Strong capital reserves kept the industry afloat in 2017, but will low investment yields hurt the industry in 2018?After a year of record-setting losses, commercial insurers head into 2018 in relatively good shape thanks to sharpened risk management practices and healthy reserve levels. The industry’s strength even prompted insurance analytics firm A. M. Best to elevate the sector’s outlook to stable from negative, the first time it upgraded its rating since 2011.
Despite absorbing twice as many catastrophe losses as it suffered in 2016, A. M. Best wrote that those losses stayed well within insurers’ risk parameters and catastrophe programs due to the sector’s overall enterprise risk management methods. Strong investment results also helped the sector post record net profits even as it sustained those underwriting losses. “Changes in underwriting and pricing fundamentals have resulted in core underwriting results that coupled with overall strong risk-adjusted capitalization levels are allowing companies to absorb shock losses that previously would have strained capacity,” A. M. Best concluded.
Nevertheless, A. M. Best warned that the industry faces hurdles in the year ahead, among them a competitive marketplace that limits price hikes, investments yielding below the rates on maturing securities, and continued challenges in the auto insurance sector. A. M. Best said that it might have to revise its outlook if any of those areas register significant shifts as the year progresses, but for now, the firm doesn’t foresee any “substantial deterioration” in the landscape for 2018.
Deloitte: “A Temporary Dent”
Similar to A. M. Best, Deloitte noted in its 2018 Insurance Industry Outlook that U. S. property and casualty insurers’ underwriting losses doubled to $5.1 billion in the first half of 2017, a staggering turnaround from the $3.1 billion it posted in profits two years ago.
Higher catastrophe and auto claims resulted in a 29% decline in net income in the first six months of 2017, a figure which was tallied before a trio of hurricanes hit the U. S. and Puerto Rico. Since the industry’s surplus hit a record level of $704 billion by the middle of the year, however, Deloitte commented that insured losses from natural disasters “would be unlikely to put more than a temporary dent in those reserves.”
As such, those losses would constitute “earnings events” for most primary insurers, not a serious blow to their capital structure. Nevertheless, Deloitte cautioned that catastrophe-related claims present a more lasting problem for reinsurers and issuers of insurance-linked securities.
As for an auto insurance market beset by raising claim costs, Deloitte urged insurers to take advantage of innovative technology like telematics and usage-based insurance (UBI) policies to accurately price premiums. “This would require development of more predictive underwriting models based on actual driving performance, as opposed to many of the proxy data sources used by traditional auto policies,” Deloitte wrote.

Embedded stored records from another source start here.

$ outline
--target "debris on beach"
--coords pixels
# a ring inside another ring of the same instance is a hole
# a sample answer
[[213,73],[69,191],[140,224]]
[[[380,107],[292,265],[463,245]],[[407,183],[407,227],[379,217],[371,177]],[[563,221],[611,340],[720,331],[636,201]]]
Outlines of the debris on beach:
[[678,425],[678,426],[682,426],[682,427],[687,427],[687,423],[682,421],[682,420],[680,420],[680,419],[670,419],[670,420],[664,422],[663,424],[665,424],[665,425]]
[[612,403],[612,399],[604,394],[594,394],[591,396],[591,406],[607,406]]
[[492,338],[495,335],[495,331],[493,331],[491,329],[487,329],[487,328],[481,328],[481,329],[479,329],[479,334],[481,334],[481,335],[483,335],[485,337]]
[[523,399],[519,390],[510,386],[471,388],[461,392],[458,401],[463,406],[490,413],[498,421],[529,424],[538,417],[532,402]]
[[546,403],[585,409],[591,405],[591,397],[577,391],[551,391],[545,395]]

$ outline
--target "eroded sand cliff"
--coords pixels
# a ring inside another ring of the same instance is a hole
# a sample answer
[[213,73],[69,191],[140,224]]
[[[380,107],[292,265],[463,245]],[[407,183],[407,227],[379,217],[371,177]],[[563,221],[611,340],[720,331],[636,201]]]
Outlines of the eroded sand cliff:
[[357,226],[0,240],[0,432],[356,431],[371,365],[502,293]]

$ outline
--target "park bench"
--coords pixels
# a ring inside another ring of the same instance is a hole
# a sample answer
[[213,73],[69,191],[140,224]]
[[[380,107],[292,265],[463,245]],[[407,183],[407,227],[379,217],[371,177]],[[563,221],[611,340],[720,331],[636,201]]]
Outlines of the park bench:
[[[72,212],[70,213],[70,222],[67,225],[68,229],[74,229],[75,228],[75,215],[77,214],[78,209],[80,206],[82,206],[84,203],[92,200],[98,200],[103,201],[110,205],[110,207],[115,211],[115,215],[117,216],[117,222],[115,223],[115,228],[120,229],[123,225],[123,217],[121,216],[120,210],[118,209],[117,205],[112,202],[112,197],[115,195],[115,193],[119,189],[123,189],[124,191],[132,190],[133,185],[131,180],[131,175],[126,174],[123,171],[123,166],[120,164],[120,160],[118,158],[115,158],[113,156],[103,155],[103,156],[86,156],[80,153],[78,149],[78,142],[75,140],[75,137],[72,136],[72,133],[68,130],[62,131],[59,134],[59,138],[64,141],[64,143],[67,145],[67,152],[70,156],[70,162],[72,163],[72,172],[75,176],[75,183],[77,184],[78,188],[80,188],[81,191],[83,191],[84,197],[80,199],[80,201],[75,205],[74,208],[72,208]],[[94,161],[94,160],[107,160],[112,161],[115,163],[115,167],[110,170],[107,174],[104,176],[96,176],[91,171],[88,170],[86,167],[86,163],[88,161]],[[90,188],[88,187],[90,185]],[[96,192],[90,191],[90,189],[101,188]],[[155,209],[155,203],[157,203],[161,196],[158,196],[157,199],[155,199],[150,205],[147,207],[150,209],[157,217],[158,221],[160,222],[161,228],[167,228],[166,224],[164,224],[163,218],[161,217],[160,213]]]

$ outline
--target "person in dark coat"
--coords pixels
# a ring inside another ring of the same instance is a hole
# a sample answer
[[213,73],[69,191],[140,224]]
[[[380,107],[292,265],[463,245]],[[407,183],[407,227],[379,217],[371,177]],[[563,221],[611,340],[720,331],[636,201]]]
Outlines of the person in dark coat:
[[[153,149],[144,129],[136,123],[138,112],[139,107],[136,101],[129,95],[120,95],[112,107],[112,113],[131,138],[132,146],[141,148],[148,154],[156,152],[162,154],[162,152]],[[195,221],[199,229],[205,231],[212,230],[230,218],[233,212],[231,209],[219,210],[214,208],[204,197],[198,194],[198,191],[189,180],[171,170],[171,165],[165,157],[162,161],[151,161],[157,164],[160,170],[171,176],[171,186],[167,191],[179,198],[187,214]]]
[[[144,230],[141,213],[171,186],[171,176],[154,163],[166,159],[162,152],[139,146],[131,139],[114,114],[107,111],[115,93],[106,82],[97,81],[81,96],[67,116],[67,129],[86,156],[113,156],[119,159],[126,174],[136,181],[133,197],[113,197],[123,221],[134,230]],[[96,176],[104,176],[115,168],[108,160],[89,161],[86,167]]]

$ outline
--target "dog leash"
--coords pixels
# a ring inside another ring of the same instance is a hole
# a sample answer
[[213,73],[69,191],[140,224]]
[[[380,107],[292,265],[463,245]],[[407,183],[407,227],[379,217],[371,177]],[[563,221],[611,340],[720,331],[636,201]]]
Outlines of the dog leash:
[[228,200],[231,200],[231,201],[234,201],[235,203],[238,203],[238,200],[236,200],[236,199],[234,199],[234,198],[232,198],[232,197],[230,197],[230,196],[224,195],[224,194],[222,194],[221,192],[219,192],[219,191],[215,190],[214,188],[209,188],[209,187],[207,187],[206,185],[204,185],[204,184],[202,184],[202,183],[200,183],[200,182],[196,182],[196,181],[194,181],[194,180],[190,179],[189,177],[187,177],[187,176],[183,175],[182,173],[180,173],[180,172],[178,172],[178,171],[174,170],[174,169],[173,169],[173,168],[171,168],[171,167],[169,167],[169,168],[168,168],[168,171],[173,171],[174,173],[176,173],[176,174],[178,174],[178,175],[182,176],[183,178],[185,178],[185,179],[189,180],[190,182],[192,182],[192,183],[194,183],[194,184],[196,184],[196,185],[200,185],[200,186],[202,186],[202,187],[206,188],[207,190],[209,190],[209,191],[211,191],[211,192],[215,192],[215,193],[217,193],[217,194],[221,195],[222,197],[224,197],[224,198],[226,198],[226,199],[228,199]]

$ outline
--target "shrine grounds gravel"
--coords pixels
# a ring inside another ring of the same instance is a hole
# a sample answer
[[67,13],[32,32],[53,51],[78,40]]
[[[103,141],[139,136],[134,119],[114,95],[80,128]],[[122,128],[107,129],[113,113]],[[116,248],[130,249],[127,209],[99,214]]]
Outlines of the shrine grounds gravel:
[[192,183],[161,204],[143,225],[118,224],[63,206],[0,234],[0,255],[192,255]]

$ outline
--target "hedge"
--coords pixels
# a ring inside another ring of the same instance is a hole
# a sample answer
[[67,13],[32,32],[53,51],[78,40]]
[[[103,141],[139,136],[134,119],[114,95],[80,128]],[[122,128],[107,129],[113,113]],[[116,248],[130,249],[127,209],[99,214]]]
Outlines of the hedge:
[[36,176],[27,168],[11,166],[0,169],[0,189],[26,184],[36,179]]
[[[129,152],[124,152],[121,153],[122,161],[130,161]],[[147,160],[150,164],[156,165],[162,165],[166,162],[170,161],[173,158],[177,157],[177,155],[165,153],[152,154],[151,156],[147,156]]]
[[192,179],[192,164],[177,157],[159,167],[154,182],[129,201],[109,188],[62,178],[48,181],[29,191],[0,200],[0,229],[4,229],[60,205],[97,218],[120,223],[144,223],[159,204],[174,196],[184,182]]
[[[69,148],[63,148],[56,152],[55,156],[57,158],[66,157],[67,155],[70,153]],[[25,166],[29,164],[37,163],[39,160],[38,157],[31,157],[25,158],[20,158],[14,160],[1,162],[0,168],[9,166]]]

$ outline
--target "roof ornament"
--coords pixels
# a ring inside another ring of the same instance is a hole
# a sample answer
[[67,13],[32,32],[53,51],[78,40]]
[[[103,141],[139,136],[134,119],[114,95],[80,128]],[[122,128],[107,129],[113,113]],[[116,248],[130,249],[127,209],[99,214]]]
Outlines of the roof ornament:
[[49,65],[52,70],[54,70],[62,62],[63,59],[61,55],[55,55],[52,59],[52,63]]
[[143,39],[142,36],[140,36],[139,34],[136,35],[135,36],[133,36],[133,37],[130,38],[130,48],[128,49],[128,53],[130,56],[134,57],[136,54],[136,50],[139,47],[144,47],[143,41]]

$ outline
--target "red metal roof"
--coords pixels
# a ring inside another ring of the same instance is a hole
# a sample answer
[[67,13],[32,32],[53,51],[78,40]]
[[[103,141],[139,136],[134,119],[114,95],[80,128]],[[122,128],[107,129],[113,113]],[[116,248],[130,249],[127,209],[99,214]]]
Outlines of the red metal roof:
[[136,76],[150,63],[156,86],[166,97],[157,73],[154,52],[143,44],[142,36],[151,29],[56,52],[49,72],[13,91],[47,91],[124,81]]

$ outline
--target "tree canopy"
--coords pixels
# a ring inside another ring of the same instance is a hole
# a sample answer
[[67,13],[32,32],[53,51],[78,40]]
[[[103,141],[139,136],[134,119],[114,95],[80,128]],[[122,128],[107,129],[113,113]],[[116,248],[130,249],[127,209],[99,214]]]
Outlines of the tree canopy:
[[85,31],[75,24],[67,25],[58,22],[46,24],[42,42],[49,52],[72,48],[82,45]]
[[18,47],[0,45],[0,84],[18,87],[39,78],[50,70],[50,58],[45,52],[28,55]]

Reinsurers See Modest Rate Increases
As Deloitte suggested, reinsurers will feel the brunt of insured losses stemming from last year’s natural disasters. That notion was reinforced when Fitch Ratings tagged the global reinsurance sector with a negative outlook, citing continued pressure on earnings from competitive pricing and low investment yields.

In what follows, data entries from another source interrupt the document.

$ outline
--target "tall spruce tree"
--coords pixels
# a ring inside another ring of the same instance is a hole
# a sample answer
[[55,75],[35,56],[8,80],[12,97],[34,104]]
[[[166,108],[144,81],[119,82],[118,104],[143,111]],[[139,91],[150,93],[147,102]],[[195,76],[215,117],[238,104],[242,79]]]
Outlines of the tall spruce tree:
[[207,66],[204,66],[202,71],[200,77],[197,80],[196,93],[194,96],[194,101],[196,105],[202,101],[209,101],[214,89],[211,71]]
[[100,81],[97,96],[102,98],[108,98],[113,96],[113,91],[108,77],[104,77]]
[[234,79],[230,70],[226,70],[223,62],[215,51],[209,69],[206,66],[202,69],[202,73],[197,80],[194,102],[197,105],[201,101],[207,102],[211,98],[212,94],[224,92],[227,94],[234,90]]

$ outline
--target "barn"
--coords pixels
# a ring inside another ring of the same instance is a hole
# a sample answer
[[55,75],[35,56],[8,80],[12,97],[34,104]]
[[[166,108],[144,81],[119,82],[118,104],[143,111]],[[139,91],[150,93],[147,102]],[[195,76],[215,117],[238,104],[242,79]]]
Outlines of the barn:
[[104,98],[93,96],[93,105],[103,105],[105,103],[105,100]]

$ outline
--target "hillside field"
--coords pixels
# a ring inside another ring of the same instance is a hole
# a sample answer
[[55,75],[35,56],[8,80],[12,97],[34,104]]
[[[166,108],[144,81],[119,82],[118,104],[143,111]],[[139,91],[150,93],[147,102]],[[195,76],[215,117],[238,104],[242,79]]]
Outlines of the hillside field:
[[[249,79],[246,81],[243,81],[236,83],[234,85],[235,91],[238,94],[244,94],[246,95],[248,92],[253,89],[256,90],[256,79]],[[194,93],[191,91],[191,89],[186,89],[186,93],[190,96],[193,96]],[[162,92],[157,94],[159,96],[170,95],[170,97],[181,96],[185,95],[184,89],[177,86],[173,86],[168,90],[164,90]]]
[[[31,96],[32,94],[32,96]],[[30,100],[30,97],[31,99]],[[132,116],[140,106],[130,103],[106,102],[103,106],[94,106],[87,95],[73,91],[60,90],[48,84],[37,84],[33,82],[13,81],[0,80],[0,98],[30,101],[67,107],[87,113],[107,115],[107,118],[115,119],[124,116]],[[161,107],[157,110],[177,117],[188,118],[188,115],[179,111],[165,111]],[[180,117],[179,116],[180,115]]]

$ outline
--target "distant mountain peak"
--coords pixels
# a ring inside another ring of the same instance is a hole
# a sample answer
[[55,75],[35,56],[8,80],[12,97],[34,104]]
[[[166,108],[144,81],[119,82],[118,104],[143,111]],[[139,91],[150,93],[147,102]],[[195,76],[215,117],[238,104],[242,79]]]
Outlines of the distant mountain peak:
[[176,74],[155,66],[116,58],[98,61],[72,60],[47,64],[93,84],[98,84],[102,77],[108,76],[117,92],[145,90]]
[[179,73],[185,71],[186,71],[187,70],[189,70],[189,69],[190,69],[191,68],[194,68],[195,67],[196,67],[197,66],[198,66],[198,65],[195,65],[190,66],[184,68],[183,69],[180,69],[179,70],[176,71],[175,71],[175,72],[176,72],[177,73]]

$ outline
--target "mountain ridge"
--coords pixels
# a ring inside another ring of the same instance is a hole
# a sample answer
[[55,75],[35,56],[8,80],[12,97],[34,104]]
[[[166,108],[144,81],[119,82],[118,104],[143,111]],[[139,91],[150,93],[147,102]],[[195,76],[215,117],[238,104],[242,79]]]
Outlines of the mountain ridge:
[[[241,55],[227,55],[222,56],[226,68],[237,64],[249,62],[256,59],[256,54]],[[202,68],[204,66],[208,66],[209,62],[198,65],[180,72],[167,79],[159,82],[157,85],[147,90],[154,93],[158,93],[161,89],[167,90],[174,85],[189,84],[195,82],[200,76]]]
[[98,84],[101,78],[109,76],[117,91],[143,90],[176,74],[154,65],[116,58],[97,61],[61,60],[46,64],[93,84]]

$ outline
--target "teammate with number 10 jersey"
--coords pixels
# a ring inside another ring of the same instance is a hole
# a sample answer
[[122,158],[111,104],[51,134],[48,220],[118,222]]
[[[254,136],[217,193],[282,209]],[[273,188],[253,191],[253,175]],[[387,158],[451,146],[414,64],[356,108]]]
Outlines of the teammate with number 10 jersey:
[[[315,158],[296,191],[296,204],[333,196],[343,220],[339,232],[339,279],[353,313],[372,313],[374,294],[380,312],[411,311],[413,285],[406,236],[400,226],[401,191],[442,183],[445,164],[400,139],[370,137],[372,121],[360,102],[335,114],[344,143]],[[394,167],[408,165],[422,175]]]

Natural disasters pushed insured losses worldwide to $130 billion, making 2017 one of the most costly years on record for the insurance sector. Fitch noted, however, that those losses “had a relatively limited impact on most reinsurers' capital as they were well spread between insurers, reinsurers and capital markets, and we did not downgrade any reinsurers as a result.”
The rating agency added that capacity shortages are unlikely due to the growth of the alternative capital sector. It also said that “insurance-linked security investors have already largely replenished most of the capital consumed by last year's catastrophe losses.”
A sharp upturn in insured losses, however, doesn’t appear to have had a significant impact on global reinsurance rates. According to Fitch, reinsurance buyers saw only modest rate increases on renewals as the new year began, though some U.S. loss-affected reinsurance programs were hit with double-digit hikes.